Though the band never had a major hit, it persisted for 22 years and more than a dozen studio albums, including its first record, "Ramones" (1976); "Leave Home" (1977); "Rocket to Russia" (1977); "End of the Century" (1980), recorded with Mr. Spector; and "Adios Amigos'' (1995), its last. Through the years the band kept a grueling touring schedule, and when on the road, Mr. Ramone carefully kept track of details from each concert. The band played its final gig, No. 2,263, on Aug. 6, 1996, at the Palace in Los Angeles.
That theater, now called the Avalon, was the site of a 30th-anniversary tribute to the Ramones on Sunday, with a roster that included Rob Zombie, Henry Rollins, X, Mr. Vedder and the Red Hot Chili Peppers. It was, Mr. Vega said, "a veiled tribute to Johnny," and at the show Rob Zombie called Mr. Ramone from the stage so that the crowd could shout "Hey ho, let's go!," the band's rallying cry and the first words of its most famous song, "Blitzkrieg Bop."
Another anniversary concert is planned for New York on Oct. 8, which is the birthday of both Johnny and C. J. Ramone (Christopher John Ward), the bassist who replaced Dee Dee in 1989. The concert is booked at Spirit on West 27th Street in Chelsea, and is to feature Blondie and the Strokes, Mr. Vega said.
Mr. Fields, the group's first manager, said that after the band broke up Mr. Ramone did not work again. "Johnny's goal was to retire," he said. "All he wanted to do was to be able to stop working. He was proud of what he did, but he still wanted to stop. People would ask him, 'What are you going to do when there's no more band?' And he would say, 'Watch baseball and horror movies.' "
For much of the last year Mr. Ramone had been working on his memoirs with Steve Miller, a reporter for The Washington Times. Mr. Miller said yesterday that their interviews were complete.
Mr. Ramone was often at odds with the members of his band, over dress, politics and relationships. A staunch Republican, Mr. Ramone clashed with Joey over that singer's liberal causes, and when the band was inducted to the Rock and Roll Hall of Fame, Mr.

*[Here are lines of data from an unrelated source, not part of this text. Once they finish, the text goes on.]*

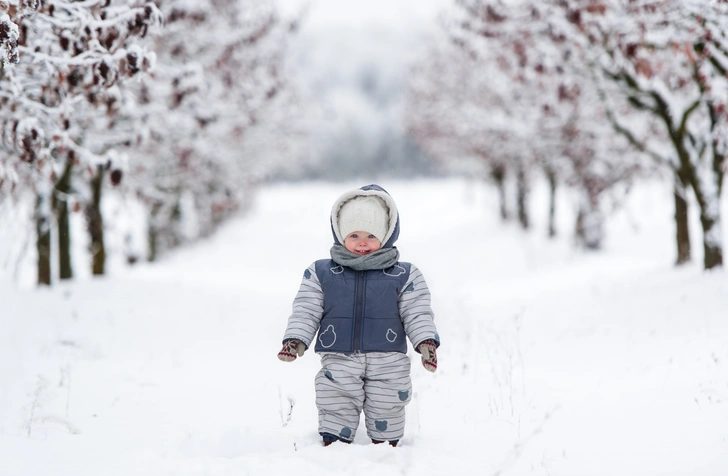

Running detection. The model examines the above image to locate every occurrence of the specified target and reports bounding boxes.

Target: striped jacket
[283,259,440,354]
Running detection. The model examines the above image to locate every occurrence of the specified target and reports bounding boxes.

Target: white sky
[279,0,452,30]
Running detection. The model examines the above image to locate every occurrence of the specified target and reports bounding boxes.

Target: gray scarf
[331,245,399,271]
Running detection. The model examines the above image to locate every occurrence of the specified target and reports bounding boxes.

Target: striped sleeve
[399,265,440,350]
[283,263,324,348]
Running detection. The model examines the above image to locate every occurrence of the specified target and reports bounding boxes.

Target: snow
[0,179,728,476]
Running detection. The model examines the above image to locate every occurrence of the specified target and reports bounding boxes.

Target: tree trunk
[674,172,691,266]
[576,195,604,250]
[490,164,508,221]
[53,160,73,279]
[546,167,557,238]
[86,165,106,276]
[516,163,529,230]
[35,193,51,286]
[147,205,162,263]
[689,163,723,269]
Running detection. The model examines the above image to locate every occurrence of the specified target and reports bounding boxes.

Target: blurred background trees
[0,0,728,284]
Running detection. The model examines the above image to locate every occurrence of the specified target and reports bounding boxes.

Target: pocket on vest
[316,317,354,352]
[362,317,407,352]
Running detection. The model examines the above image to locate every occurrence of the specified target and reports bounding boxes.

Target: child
[278,185,440,446]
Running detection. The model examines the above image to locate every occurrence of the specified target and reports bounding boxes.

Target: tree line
[0,0,297,284]
[406,0,728,269]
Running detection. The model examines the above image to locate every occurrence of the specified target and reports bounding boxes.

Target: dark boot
[372,440,399,446]
[319,433,351,446]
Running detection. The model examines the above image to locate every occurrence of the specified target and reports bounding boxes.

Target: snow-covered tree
[408,0,640,248]
[557,0,728,268]
[0,0,162,284]
[127,0,296,259]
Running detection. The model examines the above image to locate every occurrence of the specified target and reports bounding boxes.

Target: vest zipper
[354,271,366,352]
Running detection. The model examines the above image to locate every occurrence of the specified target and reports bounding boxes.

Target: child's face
[344,231,382,255]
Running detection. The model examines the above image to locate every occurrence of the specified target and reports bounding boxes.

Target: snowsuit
[283,186,440,441]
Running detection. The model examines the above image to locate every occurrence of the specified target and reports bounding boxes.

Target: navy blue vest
[315,259,410,354]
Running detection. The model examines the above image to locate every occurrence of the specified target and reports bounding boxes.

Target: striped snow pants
[316,352,412,441]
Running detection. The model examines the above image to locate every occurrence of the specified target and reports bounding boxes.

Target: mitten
[417,340,437,372]
[278,339,306,362]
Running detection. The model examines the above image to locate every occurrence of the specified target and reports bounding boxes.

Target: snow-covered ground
[0,180,728,476]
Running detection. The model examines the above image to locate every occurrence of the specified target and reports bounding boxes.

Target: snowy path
[0,181,728,476]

Ramone said, "God bless President Bush, and God bless America."
After Mr. Ramone began dating a woman who had been seeing Joey, the two men stopped talking to each other. On their tour bus, they kept silent company, often passing messages back and forth through an intermediary. Johnny Ramone later married the woman, now Linda Cummings, who survives him, along with his mother, Estelle Cummings.
Mr. Ramone's silence toward Joey continued even to his band mate's death. Interviewed in his home for the new documentary "End of the Century: The Story of the Ramones,'' surrounded by horror-movie posters from his extensive collection, Mr. Ramone was unflinching in his refusal to reconcile with Joey.
"I'm only going to be the way I'd want someone to react to me," he said in the film. "If I didn't like someone, I wouldn't want him calling me up when I was dying. I wouldn't want them having regrets that they didn't talk to me. I'm happy that they didn't talk to me. If I'm gone, that's how it goes."